If there's one idea that A LEGO Brickumentary wants to express, it's that those little plastic bricks aren't just child's play. The documentary about everyone's favorite construction block toy seeks to educate audiences about the limitless possibilities contained within the very simple design. Just add imagination and see what happens. Directed by documentary vets Keif Davidson and Daniel Junge, with narration by Jason Bateman, A LEGO Brickumentary opens up the world of LEGO, along with the people and mini-figurines that populate it.

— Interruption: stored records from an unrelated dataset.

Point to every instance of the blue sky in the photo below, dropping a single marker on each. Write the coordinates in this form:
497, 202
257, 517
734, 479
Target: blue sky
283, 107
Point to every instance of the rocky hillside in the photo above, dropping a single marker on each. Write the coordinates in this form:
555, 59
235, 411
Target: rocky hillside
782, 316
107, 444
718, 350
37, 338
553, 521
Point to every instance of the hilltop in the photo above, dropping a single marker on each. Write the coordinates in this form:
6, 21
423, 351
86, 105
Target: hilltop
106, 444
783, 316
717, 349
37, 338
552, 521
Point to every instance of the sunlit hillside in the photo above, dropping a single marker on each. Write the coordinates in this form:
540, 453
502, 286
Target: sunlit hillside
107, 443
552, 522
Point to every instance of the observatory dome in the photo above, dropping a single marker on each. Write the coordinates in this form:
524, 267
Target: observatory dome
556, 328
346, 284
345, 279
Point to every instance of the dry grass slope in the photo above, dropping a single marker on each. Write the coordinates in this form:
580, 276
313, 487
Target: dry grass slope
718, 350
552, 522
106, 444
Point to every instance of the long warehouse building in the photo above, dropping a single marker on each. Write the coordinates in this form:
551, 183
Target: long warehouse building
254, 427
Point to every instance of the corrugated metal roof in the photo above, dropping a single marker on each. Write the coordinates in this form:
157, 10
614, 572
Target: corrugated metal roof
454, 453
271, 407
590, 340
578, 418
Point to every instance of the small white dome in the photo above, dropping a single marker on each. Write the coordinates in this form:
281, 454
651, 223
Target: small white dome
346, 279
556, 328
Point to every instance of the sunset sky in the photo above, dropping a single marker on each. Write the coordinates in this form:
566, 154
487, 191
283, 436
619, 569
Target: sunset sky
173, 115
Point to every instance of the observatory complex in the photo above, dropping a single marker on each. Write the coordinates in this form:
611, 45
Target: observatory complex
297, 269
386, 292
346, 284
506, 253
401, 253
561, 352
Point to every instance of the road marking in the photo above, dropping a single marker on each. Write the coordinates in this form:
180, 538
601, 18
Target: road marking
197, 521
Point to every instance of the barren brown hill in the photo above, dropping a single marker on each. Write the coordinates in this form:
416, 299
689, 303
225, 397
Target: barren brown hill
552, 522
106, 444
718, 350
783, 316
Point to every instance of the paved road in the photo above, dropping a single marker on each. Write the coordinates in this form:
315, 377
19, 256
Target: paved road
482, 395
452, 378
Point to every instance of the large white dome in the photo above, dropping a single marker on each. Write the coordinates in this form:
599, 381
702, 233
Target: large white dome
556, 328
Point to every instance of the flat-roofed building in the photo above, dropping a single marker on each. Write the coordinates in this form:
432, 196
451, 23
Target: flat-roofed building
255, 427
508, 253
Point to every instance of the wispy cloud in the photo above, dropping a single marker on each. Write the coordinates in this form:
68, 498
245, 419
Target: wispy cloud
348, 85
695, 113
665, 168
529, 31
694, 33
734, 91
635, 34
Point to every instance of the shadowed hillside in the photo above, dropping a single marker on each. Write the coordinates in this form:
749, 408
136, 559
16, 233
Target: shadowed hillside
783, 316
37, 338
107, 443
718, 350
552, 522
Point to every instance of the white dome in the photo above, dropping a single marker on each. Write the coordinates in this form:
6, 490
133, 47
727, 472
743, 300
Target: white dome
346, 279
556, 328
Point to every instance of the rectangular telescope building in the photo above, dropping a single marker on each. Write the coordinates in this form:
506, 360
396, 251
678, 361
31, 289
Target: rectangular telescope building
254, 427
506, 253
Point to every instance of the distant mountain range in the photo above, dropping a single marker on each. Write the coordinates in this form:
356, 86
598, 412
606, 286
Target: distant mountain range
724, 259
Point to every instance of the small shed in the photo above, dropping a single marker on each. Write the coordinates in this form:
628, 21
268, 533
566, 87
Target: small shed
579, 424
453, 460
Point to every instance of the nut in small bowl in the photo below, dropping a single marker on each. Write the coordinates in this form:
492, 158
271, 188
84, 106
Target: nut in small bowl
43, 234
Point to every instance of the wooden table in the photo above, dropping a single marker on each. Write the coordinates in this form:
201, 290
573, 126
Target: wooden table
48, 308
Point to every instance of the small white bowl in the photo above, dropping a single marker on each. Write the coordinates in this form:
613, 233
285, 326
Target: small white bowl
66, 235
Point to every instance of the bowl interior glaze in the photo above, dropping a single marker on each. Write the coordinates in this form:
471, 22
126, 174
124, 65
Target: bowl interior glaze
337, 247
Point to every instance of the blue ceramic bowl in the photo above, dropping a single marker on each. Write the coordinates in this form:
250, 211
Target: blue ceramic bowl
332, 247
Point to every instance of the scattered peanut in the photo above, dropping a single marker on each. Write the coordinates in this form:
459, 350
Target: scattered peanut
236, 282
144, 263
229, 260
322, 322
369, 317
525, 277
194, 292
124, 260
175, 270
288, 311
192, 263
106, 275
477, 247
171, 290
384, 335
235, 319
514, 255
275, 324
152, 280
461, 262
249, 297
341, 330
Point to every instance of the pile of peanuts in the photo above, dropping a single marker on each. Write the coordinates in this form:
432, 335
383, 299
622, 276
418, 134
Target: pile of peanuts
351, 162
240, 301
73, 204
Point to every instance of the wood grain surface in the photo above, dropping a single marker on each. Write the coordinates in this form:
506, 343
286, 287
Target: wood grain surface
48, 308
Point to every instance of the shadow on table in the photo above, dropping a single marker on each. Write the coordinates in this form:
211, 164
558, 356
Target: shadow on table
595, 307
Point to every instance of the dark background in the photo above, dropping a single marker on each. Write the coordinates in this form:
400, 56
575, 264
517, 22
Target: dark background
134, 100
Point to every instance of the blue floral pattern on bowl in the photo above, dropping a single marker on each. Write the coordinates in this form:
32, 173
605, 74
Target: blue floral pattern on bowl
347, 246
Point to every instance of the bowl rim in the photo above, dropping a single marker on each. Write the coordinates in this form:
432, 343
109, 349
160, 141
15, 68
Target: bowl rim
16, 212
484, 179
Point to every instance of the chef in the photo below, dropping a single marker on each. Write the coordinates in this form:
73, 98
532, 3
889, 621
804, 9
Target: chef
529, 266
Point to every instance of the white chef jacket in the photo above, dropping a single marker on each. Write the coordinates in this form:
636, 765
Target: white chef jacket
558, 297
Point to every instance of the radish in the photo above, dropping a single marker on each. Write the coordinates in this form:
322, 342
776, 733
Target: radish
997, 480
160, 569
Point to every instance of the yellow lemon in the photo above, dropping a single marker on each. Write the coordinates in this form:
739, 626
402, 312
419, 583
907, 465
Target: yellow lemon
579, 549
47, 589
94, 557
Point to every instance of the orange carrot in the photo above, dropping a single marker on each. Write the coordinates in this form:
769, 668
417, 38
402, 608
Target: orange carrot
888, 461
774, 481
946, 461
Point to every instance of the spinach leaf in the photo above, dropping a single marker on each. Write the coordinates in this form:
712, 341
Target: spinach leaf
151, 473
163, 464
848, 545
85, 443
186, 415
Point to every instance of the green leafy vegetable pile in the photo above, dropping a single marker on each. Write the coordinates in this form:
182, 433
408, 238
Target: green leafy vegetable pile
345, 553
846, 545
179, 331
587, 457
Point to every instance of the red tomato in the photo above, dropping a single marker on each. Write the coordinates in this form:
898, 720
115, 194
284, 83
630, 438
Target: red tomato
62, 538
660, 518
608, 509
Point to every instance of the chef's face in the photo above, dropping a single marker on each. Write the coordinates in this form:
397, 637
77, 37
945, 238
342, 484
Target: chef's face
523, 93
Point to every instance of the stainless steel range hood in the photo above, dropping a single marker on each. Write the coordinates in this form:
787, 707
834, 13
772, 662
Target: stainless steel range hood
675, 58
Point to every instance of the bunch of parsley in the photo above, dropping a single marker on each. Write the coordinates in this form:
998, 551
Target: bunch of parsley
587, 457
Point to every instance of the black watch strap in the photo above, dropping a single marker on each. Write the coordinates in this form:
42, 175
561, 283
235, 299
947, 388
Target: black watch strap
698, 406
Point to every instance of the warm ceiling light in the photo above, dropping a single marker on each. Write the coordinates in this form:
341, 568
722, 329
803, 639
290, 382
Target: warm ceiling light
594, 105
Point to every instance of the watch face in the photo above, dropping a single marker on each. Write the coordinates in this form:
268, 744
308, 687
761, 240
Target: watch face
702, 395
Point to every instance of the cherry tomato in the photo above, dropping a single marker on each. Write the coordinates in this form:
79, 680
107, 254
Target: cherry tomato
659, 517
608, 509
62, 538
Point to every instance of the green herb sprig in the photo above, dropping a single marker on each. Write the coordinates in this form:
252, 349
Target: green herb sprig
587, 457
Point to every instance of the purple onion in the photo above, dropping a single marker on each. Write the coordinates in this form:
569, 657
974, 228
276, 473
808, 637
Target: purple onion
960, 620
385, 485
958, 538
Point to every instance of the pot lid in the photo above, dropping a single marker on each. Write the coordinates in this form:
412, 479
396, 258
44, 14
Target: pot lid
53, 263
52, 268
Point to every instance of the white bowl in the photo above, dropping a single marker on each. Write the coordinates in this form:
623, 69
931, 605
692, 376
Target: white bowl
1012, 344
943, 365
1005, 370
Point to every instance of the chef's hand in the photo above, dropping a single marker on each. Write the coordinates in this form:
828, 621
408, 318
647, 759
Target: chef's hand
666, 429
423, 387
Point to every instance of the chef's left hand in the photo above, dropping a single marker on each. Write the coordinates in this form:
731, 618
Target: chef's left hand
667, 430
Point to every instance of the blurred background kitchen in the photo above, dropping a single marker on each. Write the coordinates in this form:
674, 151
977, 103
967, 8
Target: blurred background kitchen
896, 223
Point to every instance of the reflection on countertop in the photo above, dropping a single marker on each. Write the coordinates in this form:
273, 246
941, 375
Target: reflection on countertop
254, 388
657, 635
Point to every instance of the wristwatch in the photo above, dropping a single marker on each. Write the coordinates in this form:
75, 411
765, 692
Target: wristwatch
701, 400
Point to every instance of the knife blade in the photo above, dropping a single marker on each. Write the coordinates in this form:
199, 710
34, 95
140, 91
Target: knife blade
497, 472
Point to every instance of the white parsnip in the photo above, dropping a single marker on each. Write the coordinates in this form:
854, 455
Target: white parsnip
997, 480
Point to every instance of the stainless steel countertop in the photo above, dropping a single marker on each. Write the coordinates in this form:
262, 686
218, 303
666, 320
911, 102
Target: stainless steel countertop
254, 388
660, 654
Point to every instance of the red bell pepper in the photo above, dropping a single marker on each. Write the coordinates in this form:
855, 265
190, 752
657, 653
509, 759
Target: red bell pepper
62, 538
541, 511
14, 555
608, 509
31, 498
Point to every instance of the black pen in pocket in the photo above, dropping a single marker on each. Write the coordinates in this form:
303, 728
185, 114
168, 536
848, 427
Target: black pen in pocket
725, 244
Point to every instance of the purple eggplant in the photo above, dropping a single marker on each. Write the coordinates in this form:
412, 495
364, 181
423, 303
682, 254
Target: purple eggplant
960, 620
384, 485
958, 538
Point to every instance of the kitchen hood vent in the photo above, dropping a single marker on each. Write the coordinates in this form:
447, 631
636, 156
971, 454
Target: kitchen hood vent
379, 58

The origin story of LEGO is neatly, and quickly, illustrated in a nifty LEGO animation sequence. The Danish company was the brainchild of Ole Christiansen in 1932, and found its name in the conjunction of leg godt — "play well" in Danish. This also is the company's ethos and driving spirit, as the film illustrates.
The doors are thrown open not just behind the scenes at LEGO, but also at the Brick conventions where AFOLs (Adult Fans of LEGO) can gather with other AFOLs or TFOLs (Teen) or KFOLs (Kid) and share their fandom and their creative work. Some of the better known AFOLs featured in the film are South Park's Trey Parker, singer Ed Sheeran, and NBA player Dwight Howard. There's a whole LEGO fan subculture, with its own lingo, and many of these fans have managed to turn their passion for LEGO into something more. The film celebrates LEGO's willingness to embrace fan-created work, even accepting designs for new models and kits through a fan-voted contest.
The film argues that the tiny bricks aren't just for kids anymore, but the film itself feels like a junior documentary of sorts, a sort of Docs 4 Kids introduction to the form. Bateman's narration is embodied in the form of a Lego mini-figurine, and the story beats are carefully spelled out in bite-sized chunks. There's no real conflict in the film, aside from a moment when LEGO wasn't profitable (gasp!) because it strayed too far from the original mission, forgetting about user creativity. In some ways, it feels like an educational film to be shown in classrooms or children's museums. In hopping from topic to topic, the structure detracts from the narrative linearity, and a loose framing device about a giant X-wing Starfighter made out of LEGO doesn't quite cut it.
The message about individual creativity within a universal form is inspiring, but it does get repetitive cycling through each individual example. One of the most relevant and interesting points is developed toward the end: that LEGO itself is a closed mathematical system, but also a universal language that can unite across borders, cultures, and abilities. If there's one thing about LEGO that we learn, it's that the possibilities are endless.